The famous Pulingome Makham is in this village which is a holy shrine for Muslims. Muslim believers from different parts of Kerala especially from the neighbouring districts of Kasaragod, Kozhikode, Wayanad and from Karnataka state are visiting here for their spiritual Contentment. There is a yearly celebration called Pulingome Makham Uroos which will be participated by large number of people coming from different parts of Kerala and Karnataka. A peculiarity of the Mosque is that the landlord Kamballur Kottayil family (a Hindu Nambiar clan) is consulted even today before scheduling the Urs festivities. This is a testament to the age-old bond between the Mappilas of the area and the feudal Hindu families of the region.

 Kottathalachi Mount

The famous Kottathalachi Mount is  in this village. It is located at around 2500 feet above the sea level. There is a Cross and a small shrine at the top of the hill. From Good Fridays onwards there is way of the cross offers talking to many. Cherupuzha - Pulingome - Kottathalachi is the shortest and most direct route to Mount Kottathalachi. 

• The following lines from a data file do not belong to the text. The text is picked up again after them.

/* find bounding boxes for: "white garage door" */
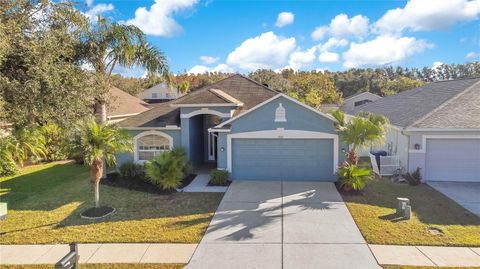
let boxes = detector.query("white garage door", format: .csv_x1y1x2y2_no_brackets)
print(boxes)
425,139,480,182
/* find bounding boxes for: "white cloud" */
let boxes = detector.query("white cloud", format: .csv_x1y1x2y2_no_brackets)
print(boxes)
226,31,297,71
318,51,339,63
187,65,210,74
466,52,480,59
85,0,94,7
126,0,198,37
200,56,219,65
374,0,480,34
432,61,444,69
343,35,433,68
311,26,329,41
318,37,349,52
311,14,369,41
287,47,317,70
84,3,114,21
275,12,295,28
212,64,234,73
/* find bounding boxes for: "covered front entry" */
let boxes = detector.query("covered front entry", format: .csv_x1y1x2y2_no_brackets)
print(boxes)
231,138,334,181
425,139,480,182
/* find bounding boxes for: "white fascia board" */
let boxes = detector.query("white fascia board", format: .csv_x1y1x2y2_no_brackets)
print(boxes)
208,128,231,133
215,93,337,129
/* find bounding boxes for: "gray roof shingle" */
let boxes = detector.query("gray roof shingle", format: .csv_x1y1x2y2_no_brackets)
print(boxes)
119,74,278,128
119,101,180,128
346,78,480,128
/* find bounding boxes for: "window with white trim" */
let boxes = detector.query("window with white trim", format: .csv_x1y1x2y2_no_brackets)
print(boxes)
137,134,170,161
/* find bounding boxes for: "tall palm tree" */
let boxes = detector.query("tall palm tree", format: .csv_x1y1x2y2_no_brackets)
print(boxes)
331,110,389,165
81,17,170,123
77,118,132,208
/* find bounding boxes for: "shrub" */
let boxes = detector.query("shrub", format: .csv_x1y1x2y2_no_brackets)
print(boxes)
405,167,422,186
0,160,18,177
337,163,371,191
144,148,190,190
40,123,69,161
210,169,230,185
119,161,145,180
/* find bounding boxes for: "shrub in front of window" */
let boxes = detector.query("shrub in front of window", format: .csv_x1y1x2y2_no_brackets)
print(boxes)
119,161,145,181
144,147,190,190
337,163,371,191
209,169,230,185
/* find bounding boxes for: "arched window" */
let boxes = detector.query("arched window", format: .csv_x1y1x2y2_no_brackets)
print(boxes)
137,134,171,161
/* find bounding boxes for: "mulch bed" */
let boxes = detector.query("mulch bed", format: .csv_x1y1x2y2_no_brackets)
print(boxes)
102,172,197,195
207,180,231,187
81,206,115,219
334,181,364,196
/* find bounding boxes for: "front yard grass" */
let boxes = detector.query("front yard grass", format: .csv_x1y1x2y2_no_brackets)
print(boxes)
0,162,223,244
342,179,480,246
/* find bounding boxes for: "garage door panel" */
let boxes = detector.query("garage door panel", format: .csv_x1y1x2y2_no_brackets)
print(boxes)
426,139,480,182
232,139,334,181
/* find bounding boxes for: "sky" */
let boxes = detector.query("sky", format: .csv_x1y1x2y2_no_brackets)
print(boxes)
79,0,480,77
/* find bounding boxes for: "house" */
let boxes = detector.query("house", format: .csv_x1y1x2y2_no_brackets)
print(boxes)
346,78,480,182
107,87,152,123
341,92,382,110
141,82,183,103
118,74,345,181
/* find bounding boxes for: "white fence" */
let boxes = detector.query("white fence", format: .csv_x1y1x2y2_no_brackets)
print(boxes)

 Sankaranarayana Temple- originally under the jurisdiction of the Kamballur Kottayil clan.
 St Joseph’s Church, Vazhakundam 
This Roman Catholic Church was built in 1954 by the Christians migrated from Central Travancore.

Transportation
The national highway passes through Perumba junction. Goa and Mumbai can be accessed on the northern side and Cochin and Thiruvananthapuram can be accessed on the southern side. The road to the east of Iritty connects to Mysore and Bangalore. The nearest railway station is Payyanur on Mangalore-Palakkad line. 
Trains are available to almost all parts of India subject to advance booking over the internet. There are airports at Kannur, Mangalore and Calicut. All of them are international airports but direct flights are available only to Middle Eastern countries.